Another class of young men are learning bricklaying. They take the bricks as they come from the yard and put up the walls of the buildings, while the carpenters do the woodwork. The classes in woodworking are among the most important at the school. The institute now owns a large tract of valuable timber land, while among the industrial buildings on the grounds is a good sawmill, equipped with the necessary machinery. Whatever lumber is needed in the erection of the buildings is cut on the timber lot, drawn to the mill, and sawed. In this way one class learns to saw and handle lumber. Besides the regular carpentry classes, joiner work and carriage-making are carried on. A large part of the furniture in the buildings, including the beds, tables, and chairs in the dormitories and dining rooms, was built in this way. All the carts, wagons, and carriages which are used about the place were built in the carriage shop, and the hickory lumber wagons turned out there have so good a reputation that all not needed on the place are sold readily to be used on the near-by farms. The carriages are painted, ironed, and trimmed by the young men, and no better proof of the workmanship can be asked than some of the rides I have had in them about Tuskegee.

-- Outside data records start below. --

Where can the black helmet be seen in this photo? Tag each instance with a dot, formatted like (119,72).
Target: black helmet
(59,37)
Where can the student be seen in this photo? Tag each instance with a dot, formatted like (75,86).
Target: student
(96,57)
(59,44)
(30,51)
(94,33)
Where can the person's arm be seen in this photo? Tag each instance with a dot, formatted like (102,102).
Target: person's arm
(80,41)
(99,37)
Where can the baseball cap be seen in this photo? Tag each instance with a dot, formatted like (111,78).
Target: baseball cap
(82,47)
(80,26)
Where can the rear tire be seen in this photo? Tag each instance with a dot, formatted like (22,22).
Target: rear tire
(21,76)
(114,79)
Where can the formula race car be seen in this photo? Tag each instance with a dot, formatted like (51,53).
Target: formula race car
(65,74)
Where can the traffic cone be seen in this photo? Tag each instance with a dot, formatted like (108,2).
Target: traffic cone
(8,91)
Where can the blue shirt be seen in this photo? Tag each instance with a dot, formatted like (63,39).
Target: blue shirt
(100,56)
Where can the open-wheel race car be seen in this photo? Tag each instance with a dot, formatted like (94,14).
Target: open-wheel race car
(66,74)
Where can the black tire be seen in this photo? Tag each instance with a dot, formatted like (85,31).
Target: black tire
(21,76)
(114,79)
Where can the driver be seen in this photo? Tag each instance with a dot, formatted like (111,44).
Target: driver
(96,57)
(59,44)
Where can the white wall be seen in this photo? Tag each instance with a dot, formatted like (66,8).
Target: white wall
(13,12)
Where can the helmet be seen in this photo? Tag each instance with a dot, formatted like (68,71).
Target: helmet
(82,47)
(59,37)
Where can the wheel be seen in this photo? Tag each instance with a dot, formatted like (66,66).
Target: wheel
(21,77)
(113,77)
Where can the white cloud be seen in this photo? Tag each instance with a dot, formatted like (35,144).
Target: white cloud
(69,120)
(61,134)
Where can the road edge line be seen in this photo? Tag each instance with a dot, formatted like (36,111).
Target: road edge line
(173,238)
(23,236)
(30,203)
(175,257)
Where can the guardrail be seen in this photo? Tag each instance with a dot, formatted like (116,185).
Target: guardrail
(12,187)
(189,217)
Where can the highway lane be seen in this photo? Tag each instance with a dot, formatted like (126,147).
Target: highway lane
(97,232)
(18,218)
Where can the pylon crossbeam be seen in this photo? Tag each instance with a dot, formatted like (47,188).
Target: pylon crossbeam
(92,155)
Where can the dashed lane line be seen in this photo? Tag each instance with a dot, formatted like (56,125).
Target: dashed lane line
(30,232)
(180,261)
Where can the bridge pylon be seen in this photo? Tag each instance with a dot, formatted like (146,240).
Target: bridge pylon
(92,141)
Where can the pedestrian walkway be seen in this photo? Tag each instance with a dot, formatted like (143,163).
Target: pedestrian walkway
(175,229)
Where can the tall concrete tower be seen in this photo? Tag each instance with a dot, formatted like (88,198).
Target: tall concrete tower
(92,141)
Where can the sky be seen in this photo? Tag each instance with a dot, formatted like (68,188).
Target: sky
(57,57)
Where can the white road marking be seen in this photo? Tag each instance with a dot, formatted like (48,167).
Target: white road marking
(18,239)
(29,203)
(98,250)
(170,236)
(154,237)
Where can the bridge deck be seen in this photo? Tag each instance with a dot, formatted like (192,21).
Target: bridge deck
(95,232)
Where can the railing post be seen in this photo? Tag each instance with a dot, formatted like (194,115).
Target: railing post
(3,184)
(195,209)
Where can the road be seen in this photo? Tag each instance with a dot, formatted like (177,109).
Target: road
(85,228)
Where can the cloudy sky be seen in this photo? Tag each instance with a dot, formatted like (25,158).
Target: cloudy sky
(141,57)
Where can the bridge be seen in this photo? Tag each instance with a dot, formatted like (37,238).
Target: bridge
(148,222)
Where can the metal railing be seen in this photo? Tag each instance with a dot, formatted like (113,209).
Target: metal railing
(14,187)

One End of the Dining Hall at Tuskegee.

The management at Tuskegee tries to have a building always in course of construction for the benefit of the building classes. This year they are erecting a trades-school building. Last year they built a handsome brick church, which will seat two thousand persons. The building of this church shows well what the school's building classes can do. The designs were drawn by Mr. R. R. Taylor, the young colored man who is the instructor in mechanical and architectural drawing. One of his pupils designed the cornices with which the building is finished, and another designed the pews which furnish it. These pews were built in the school's joiner shop. The bricks were all made in the school's brickyard, and laid by the students. Men learning slating and tinsmithing covered the roof, and the steam-heating and electrical apparatus were also put in by the students, although this is one of the first of the buildings where the students have been sufficiently advanced in those trades to do the last-named work.

As it was determined to employ only negroes as instructors at Tuskegee, it was at first difficult to find enough men and women of that race skilled in the arts and trades which it was wished to have taught there, and teachers were brought to the institute from all over the country. Now, however, as each year sees the industrial classes better under way, the tide is setting out, and Tuskegee yearly turns out teachers of trades, both men and women, who are eagerly sought by other institutions which are coming to see the value of industrial training. In many cases these teachers go to such positions at lower wages than they might hope to earn if they went to work at their trades, but they do this because they feel they have a duty to the institute and to the friends who have sustained it, to help extend its influence as widely as lies within their power. The question is often asked if a negro having learned a trade can find work at it. I do not think that the Tuskegee students who have thoroughly fitted themselves feel any anxiety about this. I remember speaking on this subject to the teacher in the harness-making and saddlery department, a good workman and a superb physical specimen of a man. He told me that during the long summer vacations he had left Tuskegee, and had never had any trouble in getting work and keeping it in shops in Montgomery and other towns of the State.